Shrewd Move

15 June 2005



Schwarzenegger Calls Special Election for Reform

California Governor Arnold Schwarzenegger, a Republican, announced on Monday that he was appealing over the heads of the legislature and taking his reform package directly to the people of the state. He wants to put a spending cap in place, which would undo minimum funding levels for schools that a 2000 referendum enacted, to have retired judges and not legislators draw electoral boundaries and extend the time teachers need to put in before winning tenure from 2 to 5 years. Even if he loses, it is a stroke of political genius.

In general, the Republican Party understands far better than the Democrats the value of losing on contentious issues in the run up to an election.

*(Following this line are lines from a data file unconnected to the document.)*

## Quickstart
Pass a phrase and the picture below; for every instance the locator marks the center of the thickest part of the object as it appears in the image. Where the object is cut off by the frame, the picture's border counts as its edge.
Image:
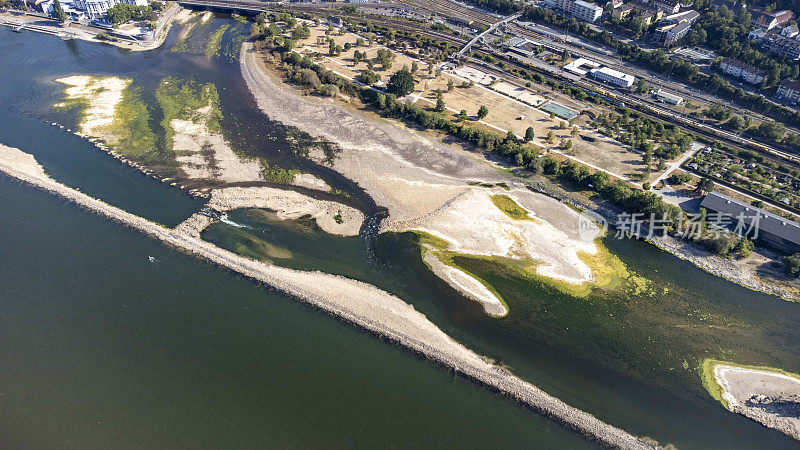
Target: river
(111, 349)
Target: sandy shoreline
(429, 186)
(353, 301)
(769, 397)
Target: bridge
(488, 30)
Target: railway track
(649, 109)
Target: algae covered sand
(767, 395)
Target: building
(781, 45)
(689, 17)
(790, 90)
(782, 17)
(611, 76)
(669, 35)
(756, 35)
(773, 229)
(579, 9)
(96, 9)
(790, 31)
(768, 21)
(668, 6)
(741, 70)
(587, 12)
(622, 12)
(763, 21)
(666, 97)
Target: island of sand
(767, 395)
(354, 301)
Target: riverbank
(767, 395)
(433, 187)
(40, 23)
(353, 301)
(262, 82)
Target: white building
(587, 12)
(611, 76)
(97, 8)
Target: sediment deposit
(354, 301)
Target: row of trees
(123, 12)
(660, 61)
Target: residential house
(622, 12)
(756, 35)
(790, 31)
(690, 17)
(768, 21)
(742, 70)
(781, 45)
(790, 90)
(588, 12)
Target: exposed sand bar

Core and swing voters are both more likely to turn up and vote if the great issues of the day have not been settled. Far more energizing is a close vote on a divisive matter that results in no real solution. For that reason, the GOP is pushing judicial appointments and the Ten Commandments – if they win, great, and if they lose, they can raise money and march the voters to the polling stations because their values are under threat. The Democrats only caught onto this in 2004, and they have much ground to cover before they catch up to the GOP.

In California, the situation is ever better suited to the governor’s goals. First, he can get his core to circulate petitions and get a referendum scheduled. Second, he can decide exactly how to frame the question, which means framing the debate. Third, he gets to spend months slamming the Democratic-controlled legislature for its unwillingness to act (although, it may be quite diligent on other matters).

Where matters get dicey for Mr. Schwarzenegger is in overturning previous referenda. Telling the people that the legislature is not doing its job is one thing. Telling the voters they got it wrong earlier is a different kind of sale. The school minimum spending idea was meant to fix the state’s education system. Now that the money is getting tight, he must return to the people with “Yes, but . . .” Or as he put it, “How can we just stand around while our debt grows by billions and billions of dollars?” Despite having lived in America for so long and being a citizen for years, he still has the rather un-American idea that the debt has to be addressed by this generation. How quaint.

California’s Senate President Pro Tem Don Perata said in response to the announcement of the special election, “This special election is not about the legislature. It's about the governor wanting to star in another war movie. Only this is a war he alone has started." One bets it’s a war he wins, either way the election turns out.